DeepSeek-R1-AWQ quantized model missing one layer of experts
Hi everyone,
I downloaded the quantized DeepSeek-R1-AWQ model from Hugging Face, and upon inspecting the model.safetensors.index.json, I noticed something curious: the expert layers start at layer 3, matching the original DeepSeek-R1, but they stop at layer 60. The original model clearly has experts all the way up to layer 61.
Does anyone know why the last expert layer (layer 61) is missing in this quantized version? Is this intentional? Which specific layer was removed? Is there any quantized model that can be executed with SGLang/vLLM on 8x80GB H100 GPUs while retaining all the expert layers?
Thanks in advance for any insights!
The last layer is for speculative decoding (MTP), since AutoAWQ doesn't support quantizing MTP head yet, it was excluded when quantizing. It should work as intended, just a little bit slower.
thanks @v2ray !
It looks like layer #61 in DeepSeek-R1 contains both a standard MoE expert block (identical to layers #3-60) and an additional MTP-specific block. The MTP block seems to be the final part of the layer, including:
"model.layers.N.embed_tokens.weight",
"model.layers.N.enorm.weight",
"model.layers.N.hnorm.weight",
"model.layers.N.eh_proj.weight",
"model.layers.N.shared_head.norm.weight",
"model.layers.N.shared_head.head.weight",
Since AutoAWQ does not support quantizing MTP, it removed layer #61 entirely. However, this also means that the MoE expert block in layer #61 was removed along with the MTP block.

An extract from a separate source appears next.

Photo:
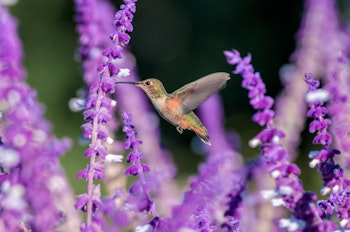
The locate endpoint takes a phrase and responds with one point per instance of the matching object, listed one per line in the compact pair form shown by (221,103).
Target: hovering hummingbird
(177,107)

I'm using this file as a reference, where you can find that there are also experts on layer 61 appart from MTP: https://huggingface.co/deepseek-ai/DeepSeek-R1/raw/main/model.safetensors.index.json
Just to confirm: were the MoE experts in layer #61 actually tied to MTP, or should they have been treated as independent from it (like the experts in layers #3-60)? If they were independent, could this mean that AutoAWQ unintentionally removed standard MoE functionality along with MTP?
The entire final layer is dedicated for MTP, so removing it is OK, if you check their official weight converting code, they actually discard the final layer too.
thanks a lot for clarifying!